Although we truly enjoyed sharing our research results with Congress participants on Thursday, the high point of our week actually occurred the day before when we left the confines of hotel meeting rooms to explore surrounding countryside. At 5:30 a.m. Wednesday a dozen or so young Mesoamerican biologists (and a few North Americans) joined us for a two-hour bus ride to the west, where SalvaNATURA folks had been maintaining hummingbird feeders at Cerro Verde National Park (see map above). One of the carrots Mariamar Gutiérrez had dangled to get us to travel to the tropics was the possibility we'd be able to band a few Ruby-throated Hummingbirds while in El Salvador--something that had never been done before by anyone.

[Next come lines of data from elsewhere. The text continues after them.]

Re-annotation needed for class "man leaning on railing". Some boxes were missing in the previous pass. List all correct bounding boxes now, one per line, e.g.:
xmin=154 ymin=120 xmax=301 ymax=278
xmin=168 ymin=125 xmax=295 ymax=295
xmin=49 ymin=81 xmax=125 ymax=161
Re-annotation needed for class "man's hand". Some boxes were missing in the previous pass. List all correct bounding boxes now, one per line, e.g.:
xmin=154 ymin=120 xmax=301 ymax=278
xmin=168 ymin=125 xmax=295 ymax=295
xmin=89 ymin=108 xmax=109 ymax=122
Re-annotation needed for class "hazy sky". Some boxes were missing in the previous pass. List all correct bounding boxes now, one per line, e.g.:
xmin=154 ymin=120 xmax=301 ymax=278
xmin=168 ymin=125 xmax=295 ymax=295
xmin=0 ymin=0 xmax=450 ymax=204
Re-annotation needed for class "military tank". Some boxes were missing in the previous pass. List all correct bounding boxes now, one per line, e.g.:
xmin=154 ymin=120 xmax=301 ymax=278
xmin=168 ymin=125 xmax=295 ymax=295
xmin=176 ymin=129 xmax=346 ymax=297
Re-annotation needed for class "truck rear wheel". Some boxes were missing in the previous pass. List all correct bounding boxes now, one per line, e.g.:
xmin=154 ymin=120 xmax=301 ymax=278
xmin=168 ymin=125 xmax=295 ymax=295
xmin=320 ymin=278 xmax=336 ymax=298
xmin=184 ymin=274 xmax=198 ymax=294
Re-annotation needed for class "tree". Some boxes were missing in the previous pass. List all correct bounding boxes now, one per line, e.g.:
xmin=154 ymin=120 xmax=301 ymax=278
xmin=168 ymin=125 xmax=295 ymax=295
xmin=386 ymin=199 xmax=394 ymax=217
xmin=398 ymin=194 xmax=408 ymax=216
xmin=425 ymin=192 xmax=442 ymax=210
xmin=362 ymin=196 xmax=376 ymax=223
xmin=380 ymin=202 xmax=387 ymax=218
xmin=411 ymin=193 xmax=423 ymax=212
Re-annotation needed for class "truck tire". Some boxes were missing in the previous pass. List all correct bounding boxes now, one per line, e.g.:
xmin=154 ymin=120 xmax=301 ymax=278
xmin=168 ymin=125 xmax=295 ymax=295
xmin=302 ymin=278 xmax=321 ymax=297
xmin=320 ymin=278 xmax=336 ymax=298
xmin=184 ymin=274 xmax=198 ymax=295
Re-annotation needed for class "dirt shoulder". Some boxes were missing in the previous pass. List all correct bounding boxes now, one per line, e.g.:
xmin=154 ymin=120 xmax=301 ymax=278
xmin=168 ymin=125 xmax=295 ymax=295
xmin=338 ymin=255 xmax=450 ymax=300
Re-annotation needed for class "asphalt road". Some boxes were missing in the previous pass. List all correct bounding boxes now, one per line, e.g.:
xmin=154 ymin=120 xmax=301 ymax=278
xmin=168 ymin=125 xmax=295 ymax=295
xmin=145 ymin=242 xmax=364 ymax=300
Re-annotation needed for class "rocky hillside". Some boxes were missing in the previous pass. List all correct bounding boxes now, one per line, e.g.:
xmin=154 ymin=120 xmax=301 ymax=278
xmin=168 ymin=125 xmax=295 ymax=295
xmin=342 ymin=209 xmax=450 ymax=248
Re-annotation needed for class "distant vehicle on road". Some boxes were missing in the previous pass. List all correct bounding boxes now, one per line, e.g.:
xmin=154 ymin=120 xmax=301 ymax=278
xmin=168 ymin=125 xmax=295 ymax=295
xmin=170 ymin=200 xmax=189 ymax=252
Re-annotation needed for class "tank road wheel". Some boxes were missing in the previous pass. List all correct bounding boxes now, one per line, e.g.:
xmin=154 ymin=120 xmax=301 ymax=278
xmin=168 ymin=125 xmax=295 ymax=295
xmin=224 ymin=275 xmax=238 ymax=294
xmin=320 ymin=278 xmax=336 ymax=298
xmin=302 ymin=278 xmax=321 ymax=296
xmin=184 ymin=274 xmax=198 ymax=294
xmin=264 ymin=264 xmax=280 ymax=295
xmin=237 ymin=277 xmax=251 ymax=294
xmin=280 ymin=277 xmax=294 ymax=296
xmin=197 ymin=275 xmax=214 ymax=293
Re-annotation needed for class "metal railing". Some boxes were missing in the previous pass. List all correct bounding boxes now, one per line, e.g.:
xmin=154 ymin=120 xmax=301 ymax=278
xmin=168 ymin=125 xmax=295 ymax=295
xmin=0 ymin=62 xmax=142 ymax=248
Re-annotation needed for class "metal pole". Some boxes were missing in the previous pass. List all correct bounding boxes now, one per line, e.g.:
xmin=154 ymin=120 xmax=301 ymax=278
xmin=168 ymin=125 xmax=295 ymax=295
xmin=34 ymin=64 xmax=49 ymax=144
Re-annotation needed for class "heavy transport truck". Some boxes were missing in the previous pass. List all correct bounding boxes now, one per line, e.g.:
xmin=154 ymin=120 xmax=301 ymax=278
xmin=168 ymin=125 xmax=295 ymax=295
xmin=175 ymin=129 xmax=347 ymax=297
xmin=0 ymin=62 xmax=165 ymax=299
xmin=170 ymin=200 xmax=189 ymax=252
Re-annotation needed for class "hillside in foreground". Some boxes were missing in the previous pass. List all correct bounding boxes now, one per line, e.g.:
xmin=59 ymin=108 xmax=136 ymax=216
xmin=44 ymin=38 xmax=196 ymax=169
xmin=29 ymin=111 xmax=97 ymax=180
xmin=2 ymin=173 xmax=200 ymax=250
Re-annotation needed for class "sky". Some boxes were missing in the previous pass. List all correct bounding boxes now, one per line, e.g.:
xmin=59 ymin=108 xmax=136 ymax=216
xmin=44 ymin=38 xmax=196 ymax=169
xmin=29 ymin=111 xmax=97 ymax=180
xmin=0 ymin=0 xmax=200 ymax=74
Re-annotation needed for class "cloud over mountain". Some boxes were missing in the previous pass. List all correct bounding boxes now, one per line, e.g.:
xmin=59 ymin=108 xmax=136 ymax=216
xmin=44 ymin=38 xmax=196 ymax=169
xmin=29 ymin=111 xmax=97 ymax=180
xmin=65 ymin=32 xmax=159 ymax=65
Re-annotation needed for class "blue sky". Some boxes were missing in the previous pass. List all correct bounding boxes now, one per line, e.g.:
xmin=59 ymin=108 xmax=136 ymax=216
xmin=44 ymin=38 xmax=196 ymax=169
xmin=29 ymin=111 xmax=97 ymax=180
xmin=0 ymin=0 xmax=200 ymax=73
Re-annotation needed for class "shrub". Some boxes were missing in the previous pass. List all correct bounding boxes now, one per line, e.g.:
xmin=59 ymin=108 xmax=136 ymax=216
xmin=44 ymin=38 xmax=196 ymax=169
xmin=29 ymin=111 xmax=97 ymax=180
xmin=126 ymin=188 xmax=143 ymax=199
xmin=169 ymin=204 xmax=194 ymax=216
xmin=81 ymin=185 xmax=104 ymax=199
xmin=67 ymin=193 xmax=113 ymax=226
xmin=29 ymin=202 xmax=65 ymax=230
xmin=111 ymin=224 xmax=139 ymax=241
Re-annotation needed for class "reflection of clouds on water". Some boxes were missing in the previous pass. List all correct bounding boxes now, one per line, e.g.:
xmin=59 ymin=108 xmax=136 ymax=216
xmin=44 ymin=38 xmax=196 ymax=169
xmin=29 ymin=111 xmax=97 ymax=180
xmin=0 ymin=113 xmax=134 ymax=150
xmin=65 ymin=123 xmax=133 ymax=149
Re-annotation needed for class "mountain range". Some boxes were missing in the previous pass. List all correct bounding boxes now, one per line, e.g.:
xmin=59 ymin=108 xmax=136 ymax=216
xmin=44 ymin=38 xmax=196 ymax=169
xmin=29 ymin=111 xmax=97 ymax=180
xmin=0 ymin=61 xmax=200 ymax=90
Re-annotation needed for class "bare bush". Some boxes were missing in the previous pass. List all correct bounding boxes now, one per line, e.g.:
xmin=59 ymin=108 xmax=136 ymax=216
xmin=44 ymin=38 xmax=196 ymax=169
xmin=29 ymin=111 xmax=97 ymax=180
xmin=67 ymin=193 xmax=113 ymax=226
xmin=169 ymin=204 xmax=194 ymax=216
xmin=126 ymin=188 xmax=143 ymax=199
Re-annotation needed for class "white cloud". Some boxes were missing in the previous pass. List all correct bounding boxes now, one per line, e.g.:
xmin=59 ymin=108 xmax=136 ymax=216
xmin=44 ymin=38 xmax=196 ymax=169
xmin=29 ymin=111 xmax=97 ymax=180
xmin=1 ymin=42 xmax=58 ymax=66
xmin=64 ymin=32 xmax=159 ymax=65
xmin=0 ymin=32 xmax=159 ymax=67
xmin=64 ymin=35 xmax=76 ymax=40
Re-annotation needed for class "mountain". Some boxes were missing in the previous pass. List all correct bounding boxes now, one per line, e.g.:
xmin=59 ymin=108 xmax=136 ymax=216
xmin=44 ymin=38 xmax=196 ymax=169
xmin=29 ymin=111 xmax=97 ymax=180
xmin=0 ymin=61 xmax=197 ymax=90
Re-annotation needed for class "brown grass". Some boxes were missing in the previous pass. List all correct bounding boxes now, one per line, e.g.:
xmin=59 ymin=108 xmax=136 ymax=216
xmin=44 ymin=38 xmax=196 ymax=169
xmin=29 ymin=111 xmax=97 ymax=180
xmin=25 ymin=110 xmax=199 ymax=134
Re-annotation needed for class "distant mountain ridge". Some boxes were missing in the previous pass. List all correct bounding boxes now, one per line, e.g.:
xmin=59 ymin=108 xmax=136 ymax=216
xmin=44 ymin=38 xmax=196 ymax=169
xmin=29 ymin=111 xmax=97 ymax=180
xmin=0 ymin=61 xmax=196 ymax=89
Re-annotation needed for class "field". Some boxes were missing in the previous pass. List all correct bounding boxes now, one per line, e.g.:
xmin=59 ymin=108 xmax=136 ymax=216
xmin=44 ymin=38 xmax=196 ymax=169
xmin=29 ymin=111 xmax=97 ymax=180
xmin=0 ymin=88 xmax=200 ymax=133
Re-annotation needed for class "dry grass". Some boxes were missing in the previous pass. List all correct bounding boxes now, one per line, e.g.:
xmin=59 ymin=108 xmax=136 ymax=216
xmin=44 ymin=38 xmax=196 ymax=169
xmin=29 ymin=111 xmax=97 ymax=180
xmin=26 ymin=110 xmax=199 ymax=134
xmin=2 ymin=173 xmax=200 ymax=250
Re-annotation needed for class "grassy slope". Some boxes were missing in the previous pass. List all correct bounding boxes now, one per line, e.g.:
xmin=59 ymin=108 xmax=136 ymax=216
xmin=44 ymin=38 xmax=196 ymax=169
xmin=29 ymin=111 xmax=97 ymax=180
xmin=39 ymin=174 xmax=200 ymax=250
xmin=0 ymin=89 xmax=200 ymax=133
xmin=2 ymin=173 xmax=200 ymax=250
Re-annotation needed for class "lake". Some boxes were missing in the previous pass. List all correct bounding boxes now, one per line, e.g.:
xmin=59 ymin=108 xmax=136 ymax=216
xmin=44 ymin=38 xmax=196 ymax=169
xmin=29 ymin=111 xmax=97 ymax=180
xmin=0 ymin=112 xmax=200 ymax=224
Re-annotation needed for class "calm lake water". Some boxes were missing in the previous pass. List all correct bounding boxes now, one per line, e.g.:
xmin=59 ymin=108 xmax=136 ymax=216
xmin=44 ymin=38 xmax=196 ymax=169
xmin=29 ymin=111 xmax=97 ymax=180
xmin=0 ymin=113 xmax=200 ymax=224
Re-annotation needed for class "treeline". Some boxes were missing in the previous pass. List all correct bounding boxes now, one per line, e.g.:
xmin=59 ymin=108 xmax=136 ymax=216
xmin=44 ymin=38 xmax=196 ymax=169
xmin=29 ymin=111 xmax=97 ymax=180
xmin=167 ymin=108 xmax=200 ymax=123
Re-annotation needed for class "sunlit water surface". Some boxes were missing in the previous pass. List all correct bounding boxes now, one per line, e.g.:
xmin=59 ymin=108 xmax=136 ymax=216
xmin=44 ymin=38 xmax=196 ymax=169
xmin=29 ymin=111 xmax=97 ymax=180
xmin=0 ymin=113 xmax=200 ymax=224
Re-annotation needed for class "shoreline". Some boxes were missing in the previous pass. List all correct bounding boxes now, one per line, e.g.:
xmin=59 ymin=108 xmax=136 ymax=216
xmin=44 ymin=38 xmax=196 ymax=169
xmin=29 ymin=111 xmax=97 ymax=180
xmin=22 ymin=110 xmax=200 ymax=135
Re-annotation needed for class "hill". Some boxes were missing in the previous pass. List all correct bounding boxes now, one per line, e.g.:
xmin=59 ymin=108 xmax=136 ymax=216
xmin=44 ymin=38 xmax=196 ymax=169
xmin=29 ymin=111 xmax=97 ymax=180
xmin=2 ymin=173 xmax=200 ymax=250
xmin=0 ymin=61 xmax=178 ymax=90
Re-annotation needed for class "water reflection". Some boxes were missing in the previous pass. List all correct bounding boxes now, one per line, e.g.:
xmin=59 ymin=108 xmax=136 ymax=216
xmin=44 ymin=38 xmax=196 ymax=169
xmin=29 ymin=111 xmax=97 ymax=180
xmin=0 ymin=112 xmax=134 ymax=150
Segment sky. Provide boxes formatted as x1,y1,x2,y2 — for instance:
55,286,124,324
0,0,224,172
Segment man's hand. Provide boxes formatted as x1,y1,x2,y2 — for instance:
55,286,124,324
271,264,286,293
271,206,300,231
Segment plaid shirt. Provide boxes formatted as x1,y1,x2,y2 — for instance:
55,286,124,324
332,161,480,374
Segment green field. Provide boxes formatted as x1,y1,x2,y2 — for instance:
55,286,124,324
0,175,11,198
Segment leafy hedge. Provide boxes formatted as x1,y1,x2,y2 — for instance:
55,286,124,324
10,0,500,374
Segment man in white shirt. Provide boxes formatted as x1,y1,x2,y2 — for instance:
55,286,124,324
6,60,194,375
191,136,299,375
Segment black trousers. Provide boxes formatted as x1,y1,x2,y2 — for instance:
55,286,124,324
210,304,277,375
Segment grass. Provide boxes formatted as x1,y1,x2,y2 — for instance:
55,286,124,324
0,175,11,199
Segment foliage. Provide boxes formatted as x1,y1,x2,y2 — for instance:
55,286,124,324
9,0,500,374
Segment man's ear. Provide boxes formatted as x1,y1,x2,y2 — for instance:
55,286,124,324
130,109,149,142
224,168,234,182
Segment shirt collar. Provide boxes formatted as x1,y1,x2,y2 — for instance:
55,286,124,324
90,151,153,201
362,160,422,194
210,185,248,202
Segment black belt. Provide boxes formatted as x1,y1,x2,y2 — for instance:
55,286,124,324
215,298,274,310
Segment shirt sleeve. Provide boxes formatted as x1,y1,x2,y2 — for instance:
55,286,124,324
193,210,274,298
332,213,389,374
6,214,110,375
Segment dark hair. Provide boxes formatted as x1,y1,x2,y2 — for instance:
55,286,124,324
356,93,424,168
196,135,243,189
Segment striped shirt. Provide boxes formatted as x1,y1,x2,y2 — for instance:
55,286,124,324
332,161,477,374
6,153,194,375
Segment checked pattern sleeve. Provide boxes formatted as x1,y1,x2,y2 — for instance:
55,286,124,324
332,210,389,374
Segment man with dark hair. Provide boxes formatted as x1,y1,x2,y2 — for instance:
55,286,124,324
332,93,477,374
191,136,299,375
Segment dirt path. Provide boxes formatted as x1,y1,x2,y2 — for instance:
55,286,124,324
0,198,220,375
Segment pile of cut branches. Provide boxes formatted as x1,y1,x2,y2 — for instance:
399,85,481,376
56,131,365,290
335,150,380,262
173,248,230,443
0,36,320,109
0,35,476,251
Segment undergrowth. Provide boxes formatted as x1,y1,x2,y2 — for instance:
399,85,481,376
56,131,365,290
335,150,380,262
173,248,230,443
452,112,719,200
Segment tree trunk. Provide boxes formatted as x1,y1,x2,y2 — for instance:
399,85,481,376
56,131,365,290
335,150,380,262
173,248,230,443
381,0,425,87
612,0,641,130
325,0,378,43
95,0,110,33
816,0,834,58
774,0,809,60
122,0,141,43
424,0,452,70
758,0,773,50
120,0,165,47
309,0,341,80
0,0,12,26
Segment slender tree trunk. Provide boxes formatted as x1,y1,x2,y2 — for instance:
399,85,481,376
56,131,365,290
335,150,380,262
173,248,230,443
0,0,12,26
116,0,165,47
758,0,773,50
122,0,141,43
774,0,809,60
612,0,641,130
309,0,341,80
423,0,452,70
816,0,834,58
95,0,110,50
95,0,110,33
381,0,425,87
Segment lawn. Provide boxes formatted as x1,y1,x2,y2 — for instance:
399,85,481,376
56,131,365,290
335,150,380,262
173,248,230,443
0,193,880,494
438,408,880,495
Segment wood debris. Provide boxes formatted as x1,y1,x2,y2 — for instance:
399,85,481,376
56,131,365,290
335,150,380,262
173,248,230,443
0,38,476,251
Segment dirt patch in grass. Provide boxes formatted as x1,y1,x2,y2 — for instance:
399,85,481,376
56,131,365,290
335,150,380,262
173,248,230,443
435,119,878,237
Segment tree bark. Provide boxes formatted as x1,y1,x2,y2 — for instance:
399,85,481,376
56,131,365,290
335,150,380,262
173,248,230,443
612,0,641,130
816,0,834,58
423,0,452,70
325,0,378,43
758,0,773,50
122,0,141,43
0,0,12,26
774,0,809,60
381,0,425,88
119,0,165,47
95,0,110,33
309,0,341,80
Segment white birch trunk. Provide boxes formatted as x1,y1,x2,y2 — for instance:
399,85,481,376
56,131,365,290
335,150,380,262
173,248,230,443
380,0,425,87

Unfortunately, Mariamar came down with a tropical "belly bug" and had to miss the banding field trip to Cerro Verde, so she sent SalvaNATURA's able-bodied Roselvy Juárez (above right) to coordinate our efforts. Because Roselvy spoke little English, the bilingually loquacious Pablo Elizondo--Partners in Flight coordinator for Costa Rica--went along as our interpreter. (In a small-world coincidence, we discovered Pablo was a childhood friend of Ernesto Carman Jr., our in-country guide when we go to Costa Rica.) Roselvy also provided two of the photos on this page.

All maps, text & photos © Hilton Pond Center

To get to Cerro Verde National Park the bus climbed several thousand feet up the slope of one of many volcanos that create El Salvador's mountain/valley topography. Along the way we passed picturesque Lake Coatepeque (above), a 10-square-mile expanse of water filling an old volcanic crater whose name translates as "Snake Hill." The caldera formed about 60,000 years ago, but despite no verified historical eruptions the volcano may still be active; there are hot springs around the lake and one lava dome appeared as recently as--geologically speaking--8,000 B.C. Within Lake Coatepeque is Teopan Island, an ancient site of importance for the Mayans, from whom many Salvadorans are descended.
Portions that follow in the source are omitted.